Book Notes
Gabe Lyons, The Next Christians; The Good News About the End of Christian America. How a New Generation is Restoring the Faith (New York: Doubleday, 2010), 230pp.
Back in 2007 David Kinnaman and Gabe Lyons published a book called UnChristian; What a New Generation Really Thinks About Christianity. The book, based upon a three-year Barna study, documented how sixteen to twenty-nine year olds view Christians with hostility, resentment and disdain. According to their study, here are the percentages of people outside the church who think that the following words describe present-day Christianity:
* antihomosexual 91%
* judgmental 87%
* hypocritical 85%
* old-fashioned 78%
* too political 75%
* out of touch with reality 72%
* insensitive to others 70%
* boring 68%
It would be hard to overestimate, wrote Kinnaman, "how firmly people reject — and feel rejected by — Christians" (19). Or think about it this way, he suggested: "When you introduce yourself as a Christian to a friend, neighbor, or business associate who is an outsider, you might as well have it tattooed on your arm: antihomosexual, gay-hater, homophobic. I doubt you think of yourself in these terms, but that's what outsiders think of you" (93).
Lyons begins his newer book by recalling how he viewed the Barna study with embarrassment but also empathy. But that was then, and times have changed. "I believe this moment is unlike any other time in history" (p. 11). And at the end of the book: "the Christian movement is entering a time of transformation on a par with the Protestant Reformation" (p. 189). That's because, in his view, "Christian America" (never carefully defined) has died, and a new narrative has taken its place. "It's impossible for me to overstate this reality" (p. 19), that we now live in an age that is marked by three "unprecedented" cultural characteristics. We are now pluralistic, post-modern, and post-Christian.
According to Lyons, Christians have interacted with culture in ways that are either "separatist" or "cultural." But transcending these two ways are the new "restorers." In the bulk of the book Lyons describe this vanguard of believers by devoting one chapter to each of their six characteristics. The "restorers" are (1) provoked, not offended; (2) creators, not critics; (3) called, not employed; (4) grounded, not distracted; (5) in community, not alone; and (6) countercultural, not "relevant." Lyons makes his case by lots of anecdotal story-telling (one of the best parts about the book).

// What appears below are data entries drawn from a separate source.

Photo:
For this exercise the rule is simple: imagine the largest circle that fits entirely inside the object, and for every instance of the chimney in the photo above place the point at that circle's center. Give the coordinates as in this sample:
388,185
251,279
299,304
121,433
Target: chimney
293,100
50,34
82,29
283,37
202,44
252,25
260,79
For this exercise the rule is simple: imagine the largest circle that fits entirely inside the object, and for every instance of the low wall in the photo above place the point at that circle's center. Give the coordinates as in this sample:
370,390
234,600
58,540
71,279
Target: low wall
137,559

I was predisposed to appreciate this book because I liked his last one, but it has lots of problems. The bad old days of "Christian America" are by no means over. I suspect that if Barna repeated the empirical study the negative images of Christianity would remain high. As for the good news of a new narrative on an epic scale that rivals the Reformation, how could one ever know that? There's also a revealing and unstated presumption in Lyon's perspective: the book describes white Protestant evangelicals in America. This ignores dozens of other groups around the world, and presumes that no one, or at least very few Christians, have embodied the six characteristics of the "restorers." The simple bibliography reveals a narrow purview. Still, Lyons is well-placed to discern at least some changes among some believers, and the ones he identifies in this book represent genuinely good news.